An education group wants to raise teacher salaries and implement stricter performance guidelines before students advance to the next grade.
Institute for Tomorrow's Workforce, created by state lawmakers to recommend education improvements, will present its ideas to the Legislature in mid-January.
Its plan also calls for prohibiting Iowa's public universities and colleges from using class rank and grade-point averages for admission. Instead, admittance would be determined by whether students show proficiency in various subjects.
"The structure we have now is never going to deliver the type of education our students need," said William Lepley, the institute's executive director and former director of the Iowa Department of Education.

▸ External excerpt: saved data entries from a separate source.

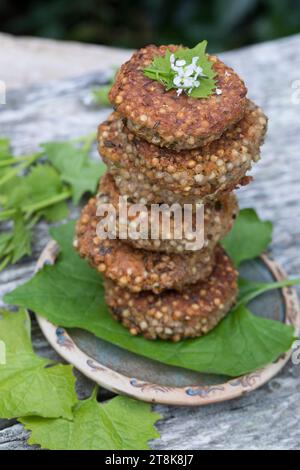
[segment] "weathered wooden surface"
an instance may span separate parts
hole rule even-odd
[[[245,78],[250,96],[270,117],[255,182],[240,190],[239,198],[243,207],[255,207],[274,222],[273,253],[291,276],[300,274],[300,99],[293,89],[300,79],[299,50],[300,36],[295,36],[223,56]],[[84,102],[99,76],[13,92],[0,112],[0,133],[11,136],[15,150],[21,153],[35,149],[41,141],[95,129],[108,111],[89,108]],[[47,227],[41,224],[34,257],[0,275],[0,296],[33,274],[47,239]],[[33,337],[41,354],[55,357],[37,326]],[[86,396],[90,387],[80,377],[80,396]],[[232,402],[196,409],[157,409],[164,419],[158,425],[161,438],[152,443],[153,449],[299,449],[300,366],[288,364],[268,385]],[[26,448],[22,426],[0,421],[0,449]]]
[[[8,89],[104,71],[128,57],[126,49],[0,33],[0,80]]]

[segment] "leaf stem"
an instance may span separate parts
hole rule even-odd
[[[45,209],[46,207],[52,206],[53,204],[57,204],[58,202],[65,201],[71,196],[72,196],[72,191],[68,189],[68,190],[63,191],[61,194],[50,197],[49,199],[39,201],[36,204],[24,206],[22,209],[24,212],[28,213],[28,215],[26,216],[26,218],[28,218],[28,216],[31,215],[33,212],[37,212],[41,209]]]
[[[93,132],[84,141],[84,144],[83,144],[83,147],[82,147],[84,152],[89,153],[91,151],[95,140],[96,140],[96,133]]]
[[[34,155],[30,156],[24,163],[21,163],[20,165],[14,167],[11,171],[4,175],[2,179],[0,179],[0,186],[14,178],[14,176],[16,176],[20,171],[25,170],[30,165],[32,165],[38,158],[40,158],[41,155],[41,152],[35,153]]]
[[[24,162],[32,158],[32,155],[24,155],[22,157],[11,157],[7,159],[0,160],[0,168],[10,166],[10,165],[15,165],[20,162]]]
[[[9,209],[7,211],[0,211],[0,222],[3,222],[4,220],[11,219],[15,213],[16,209]]]
[[[171,72],[167,72],[166,70],[159,70],[159,69],[144,69],[143,72],[149,72],[149,73],[155,73],[157,75],[158,73],[161,75],[171,75]]]
[[[97,395],[98,395],[98,392],[99,392],[99,385],[98,384],[95,384],[95,387],[92,391],[92,394],[90,396],[90,400],[97,400]]]
[[[21,210],[22,212],[26,213],[25,219],[28,220],[34,212],[45,209],[46,207],[57,204],[58,202],[65,201],[66,199],[69,199],[71,196],[72,196],[72,191],[68,189],[68,190],[63,191],[61,194],[50,197],[48,199],[44,199],[35,204],[23,206]],[[0,221],[11,219],[14,215],[16,215],[17,212],[18,212],[18,209],[9,209],[7,211],[0,212]]]
[[[82,142],[83,146],[82,149],[85,152],[89,152],[96,140],[96,132],[91,132],[88,135],[81,136],[81,137],[76,137],[75,139],[72,139],[72,142]]]
[[[240,305],[248,304],[251,300],[255,299],[259,295],[264,294],[265,292],[269,292],[275,289],[282,289],[284,287],[292,287],[300,284],[300,278],[298,279],[284,279],[283,281],[273,282],[271,284],[262,284],[261,287],[257,287],[252,292],[245,294],[241,299],[238,300],[235,308],[239,307]]]
[[[0,273],[3,271],[3,269],[6,268],[6,266],[9,264],[11,259],[11,255],[7,255],[4,260],[0,263]]]

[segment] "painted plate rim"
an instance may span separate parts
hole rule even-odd
[[[59,247],[50,241],[40,258],[36,271],[45,264],[54,264]],[[278,281],[286,278],[283,269],[268,255],[261,256],[263,262]],[[285,323],[293,325],[298,336],[300,331],[300,309],[297,293],[294,288],[281,289],[285,304]],[[250,374],[230,379],[216,385],[196,385],[171,387],[127,377],[93,359],[83,352],[73,341],[66,329],[54,325],[47,319],[36,314],[38,324],[53,349],[68,363],[72,364],[83,375],[103,388],[117,394],[128,395],[137,400],[165,405],[199,406],[220,403],[241,397],[264,385],[277,375],[291,357],[292,349],[283,354],[276,362],[258,369]],[[60,341],[58,341],[58,332]],[[61,341],[63,337],[63,341]],[[170,366],[171,367],[171,366]]]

The institute, comprised of business people and educators, wants Iowa's starting teacher pay to fall between $32,000 and $40,000. It also wants salaries averages to meet the national average of $47,808. In 2004-2005, Iowa ranked 41st nationally with an average teacher salary of $39,284.
The group will ask lawmakers to make Iowa the first state to link pay increases with a new evaluation system and four-step career ladder.

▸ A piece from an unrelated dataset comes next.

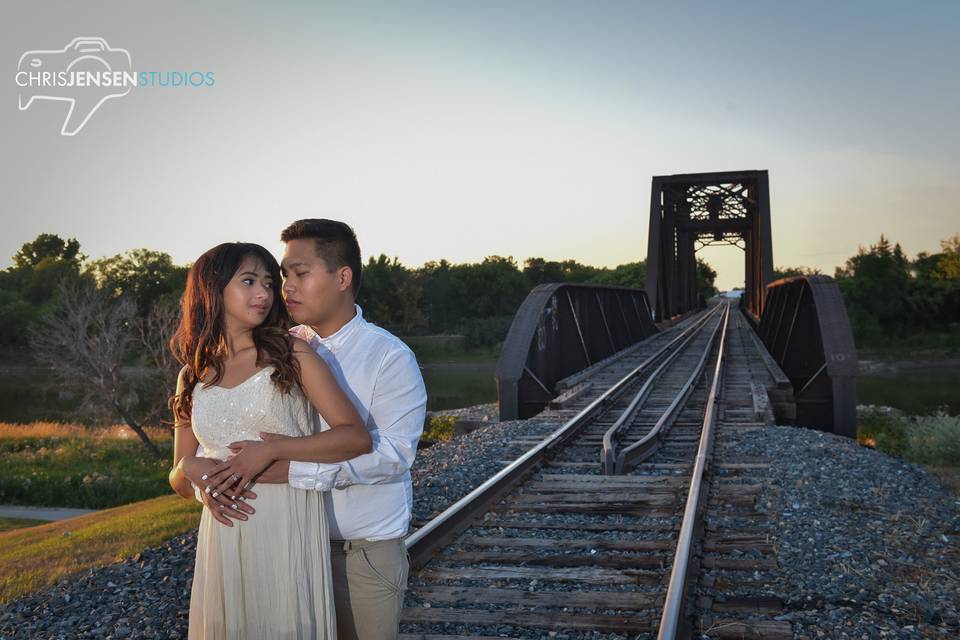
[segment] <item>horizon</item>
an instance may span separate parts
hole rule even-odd
[[[47,233],[49,233],[49,232],[47,232]],[[119,253],[115,253],[115,254],[111,254],[111,255],[91,256],[91,255],[88,255],[88,254],[86,254],[86,253],[84,252],[84,250],[83,250],[83,241],[82,241],[80,238],[65,237],[65,236],[60,235],[60,234],[53,234],[53,235],[58,235],[60,238],[62,238],[62,239],[65,240],[65,241],[68,241],[68,240],[77,240],[77,241],[80,243],[80,256],[82,257],[82,260],[81,260],[81,265],[82,265],[82,266],[88,265],[88,264],[90,264],[90,263],[92,263],[92,262],[94,262],[94,261],[100,260],[100,259],[102,259],[102,258],[112,258],[112,257],[115,257],[115,256],[117,256],[117,255],[123,255],[123,254],[128,253],[129,251],[133,251],[133,250],[136,250],[136,249],[147,249],[147,250],[150,250],[150,251],[159,251],[159,252],[161,252],[161,253],[167,253],[167,255],[170,255],[169,252],[166,252],[166,251],[162,251],[162,250],[159,250],[159,249],[152,249],[151,247],[141,246],[141,247],[131,247],[131,248],[129,248],[129,249],[125,249],[125,250],[123,250],[123,251],[120,251]],[[902,244],[899,243],[899,242],[897,242],[896,239],[890,238],[890,237],[887,236],[886,234],[882,234],[882,235],[883,235],[884,238],[886,238],[886,240],[887,240],[888,242],[891,243],[891,245],[894,245],[894,246],[899,245],[899,246],[901,247],[901,250],[903,250]],[[951,237],[952,237],[953,235],[954,235],[954,234],[951,234]],[[27,242],[32,242],[32,241],[35,240],[35,239],[36,239],[36,238],[34,237],[34,238],[30,239],[30,240],[25,240],[24,242],[20,243],[20,245],[17,247],[17,249],[19,250],[25,243],[27,243]],[[948,238],[943,238],[943,240],[947,240],[947,239],[948,239]],[[867,244],[859,245],[858,248],[857,248],[857,252],[854,252],[854,253],[852,253],[850,256],[847,256],[847,258],[851,258],[851,257],[857,255],[857,253],[858,253],[860,250],[869,250],[872,246],[878,244],[879,241],[880,241],[880,237],[877,237],[877,240],[876,240],[876,241],[871,241],[871,242],[869,242],[869,243],[867,243]],[[257,243],[257,244],[259,244],[259,243]],[[282,243],[281,243],[281,244],[282,244]],[[723,249],[725,249],[725,248],[726,248],[726,247],[722,247],[720,250],[723,250]],[[707,247],[707,249],[709,249],[709,247]],[[936,249],[921,250],[921,251],[919,251],[919,252],[917,252],[917,253],[915,253],[915,254],[910,254],[909,252],[904,251],[904,256],[905,256],[908,260],[913,261],[913,260],[917,259],[917,258],[920,256],[920,254],[933,255],[933,254],[940,253],[941,250],[942,250],[942,248],[940,247],[940,245],[939,245],[939,243],[938,243],[938,246],[937,246]],[[548,261],[548,262],[550,262],[550,261],[563,262],[563,261],[565,261],[565,260],[574,260],[574,261],[577,262],[578,264],[581,264],[581,265],[586,266],[586,267],[597,268],[597,269],[609,269],[609,270],[613,270],[613,269],[616,269],[616,268],[618,268],[618,267],[622,267],[622,266],[625,266],[625,265],[627,265],[627,264],[630,264],[630,263],[628,263],[628,262],[621,262],[621,263],[615,264],[615,265],[597,265],[597,264],[591,264],[591,263],[588,263],[588,262],[581,262],[580,260],[577,260],[576,258],[562,258],[562,257],[561,257],[561,258],[547,258],[547,257],[545,257],[545,256],[527,256],[527,257],[524,258],[523,260],[519,260],[519,259],[517,259],[515,256],[501,256],[501,255],[493,254],[493,253],[492,253],[492,254],[489,254],[489,255],[486,255],[486,256],[480,258],[479,260],[475,260],[475,261],[461,262],[461,261],[451,260],[451,259],[448,259],[448,258],[446,258],[446,257],[437,257],[437,258],[431,258],[431,259],[429,259],[429,260],[426,260],[426,261],[424,261],[424,262],[422,262],[422,263],[420,263],[420,264],[409,264],[409,263],[404,262],[403,260],[400,260],[400,258],[399,258],[398,256],[396,256],[396,255],[390,255],[390,254],[386,254],[386,253],[382,253],[382,252],[381,252],[381,253],[377,253],[377,254],[365,254],[365,253],[363,252],[362,243],[361,243],[360,251],[361,251],[362,262],[363,262],[364,265],[366,265],[370,260],[376,260],[376,259],[380,258],[381,256],[385,256],[388,260],[397,259],[403,267],[405,267],[406,269],[409,269],[409,270],[411,270],[411,271],[416,271],[416,270],[418,270],[418,269],[422,269],[422,268],[424,268],[424,267],[427,265],[427,263],[429,263],[429,262],[437,262],[437,263],[438,263],[438,262],[440,262],[441,260],[446,260],[446,261],[447,261],[449,264],[451,264],[451,265],[476,264],[476,263],[483,262],[483,260],[486,260],[487,258],[493,258],[493,257],[500,257],[500,258],[506,258],[506,259],[509,259],[509,260],[513,260],[513,261],[516,263],[516,265],[517,265],[517,267],[518,267],[518,269],[519,269],[520,271],[523,271],[524,265],[525,265],[525,263],[526,263],[526,261],[527,261],[528,259],[537,259],[537,258],[544,259],[544,260],[546,260],[546,261]],[[283,257],[283,255],[282,255],[282,250],[281,250],[280,252],[270,251],[270,253],[277,259],[277,262],[280,262],[280,261],[281,261],[281,259],[282,259],[282,257]],[[701,253],[701,252],[697,252],[697,258],[698,258],[698,259],[700,259],[700,257],[701,257],[701,256],[700,256],[700,253]],[[6,270],[6,269],[9,269],[9,268],[13,267],[12,257],[13,257],[13,256],[11,255],[11,258],[6,261],[8,264],[4,264],[3,266],[0,266],[0,270]],[[198,257],[199,257],[199,256],[198,256]],[[827,276],[830,276],[830,277],[834,277],[834,270],[844,267],[844,266],[846,265],[846,260],[847,260],[847,258],[844,259],[843,264],[837,264],[837,265],[835,265],[835,266],[834,266],[834,269],[832,269],[832,270],[830,270],[830,271],[823,271],[823,270],[821,270],[821,271],[820,271],[820,274],[821,274],[821,275],[827,275]],[[193,264],[193,262],[194,262],[193,260],[189,260],[189,261],[186,261],[186,262],[178,262],[176,259],[174,259],[174,257],[173,257],[172,255],[171,255],[171,260],[172,260],[173,264],[174,264],[175,266],[178,266],[178,267],[189,267],[189,266],[191,266],[191,265]],[[644,255],[643,257],[639,258],[638,260],[633,260],[633,261],[631,261],[631,262],[646,262],[646,255]],[[707,264],[708,264],[709,266],[711,266],[712,268],[716,269],[715,265],[711,264],[710,262],[707,262]],[[774,268],[775,268],[775,269],[809,268],[809,265],[803,265],[803,264],[779,264],[779,263],[776,263],[776,261],[775,261],[775,267],[774,267]],[[717,288],[718,292],[721,292],[721,293],[722,293],[722,292],[726,292],[726,291],[735,291],[735,290],[740,290],[740,289],[743,288],[743,283],[739,283],[739,284],[734,283],[734,284],[731,285],[731,286],[723,287],[723,286],[720,285],[720,282],[719,282],[719,273],[718,273],[718,275],[717,275],[717,278],[718,278],[718,280],[714,283],[714,286]]]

Academically, the group recommends requiring high schools to offer the ACT-recommended courses that include four years of English, three years each of math, science and social studies, and two years of foreign language. Stricter exit exams should be offered to high school seniors, and other students should meet more stringent requirements before advancing to the next grade, the group said.
"The old system doesn't work anymore," said Marvin Pomerantz, the group's co-chairman.
Pomerantz, the former president of the Iowa Board of Regents, pushed the group to recommend consolidating the state's 365 districts into 100 districts by 2010. Not all members agreed, and the item was left off the report.
Instead, the institute will suggest that lawmakers review whether high schools with fewer than 400 students and school districts with fewer than 700 students are offering quality education.
Marc Ward, a Des Moines school board member, said the recommendation will not address the problem. To ensure everyone gets an equal education, Ward said the state needs to implement statewide standards.
"We're the only state in the country that doesn't have standards," he said. "We're being arrogant in thinking we know something that the other 49 states don't know. The reason we don't have statewide standards is to prop up rural school districts, and that's not helping kids in rural Iowa or other districts."
Linda Nelson, president of the Iowa State Education Association and a member of the institute's board, said local school officials will likely be concerned about losing the ability to maintain complete control over districts.
"Yet we continue to do things the way we've always done them," Nelson said. "To better prepare kids we need to look at doing things differently. This may be a way to do that."